Thursday, April 17, 2003

Gathering the Scraps, Part Two

"If we understood the value of Sumerian cuneiform tablets to our past, as we do with oil getting us somewhere in our cars, I don't think this would have happened," Gary Vikan, who just resigned as one of Bush's cultural advisors. (He's also director of the Walters Art Gallery in Baltimore.)

Yes, two of Bush's top cultural advisors have resigned over the looting of the museums. We promised to protect the cultural heritage of the place where civilization began, but we didn't. Instead, it seems professional art thieves were standing in line in Baghdad to get their hands on the solid-gold harp, the Code of Hammurabi, and the ivory figurines that are among the missing treasures.
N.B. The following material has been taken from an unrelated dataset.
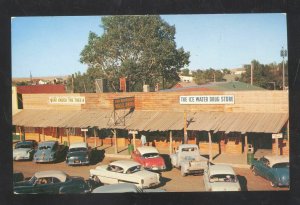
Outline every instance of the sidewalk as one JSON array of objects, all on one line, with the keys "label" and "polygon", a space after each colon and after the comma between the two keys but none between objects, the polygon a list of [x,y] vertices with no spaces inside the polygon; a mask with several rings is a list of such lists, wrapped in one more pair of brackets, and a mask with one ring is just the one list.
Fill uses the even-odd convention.
[{"label": "sidewalk", "polygon": [[[130,159],[131,156],[128,152],[128,147],[118,147],[118,152],[115,153],[114,146],[104,145],[99,146],[97,149],[104,150],[106,157],[111,158],[122,158]],[[168,148],[158,148],[158,151],[161,154],[169,154]],[[206,153],[201,153],[203,156],[208,157]],[[232,167],[237,168],[250,168],[250,165],[247,164],[247,155],[246,154],[226,154],[222,153],[215,155],[212,161],[213,164],[227,164]]]}]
Here are some photos of the murdered museum. The BBC has covered the issue in detail, including the Pentagon's admission that they hadn't even bothered to prepare to protect the antiquities. The commentary discusses why these artifacts (spelled "artefacts" by our British friends) are important.

Yesterday I quoted from a takeoff of Beowulf. Do you know why we even have Beowulf? The only known manuscript survived a disastrous fire at the aptly named Ashburnham House. Much else was lost.

Our cultural treasures embody powerful ideas, but all too often they are fragile to the touch. We need to protect them at every level: guarding the grand museum collections from armed mobs, defending the writers and sellers of dangerous works from censorship, arrest, and death.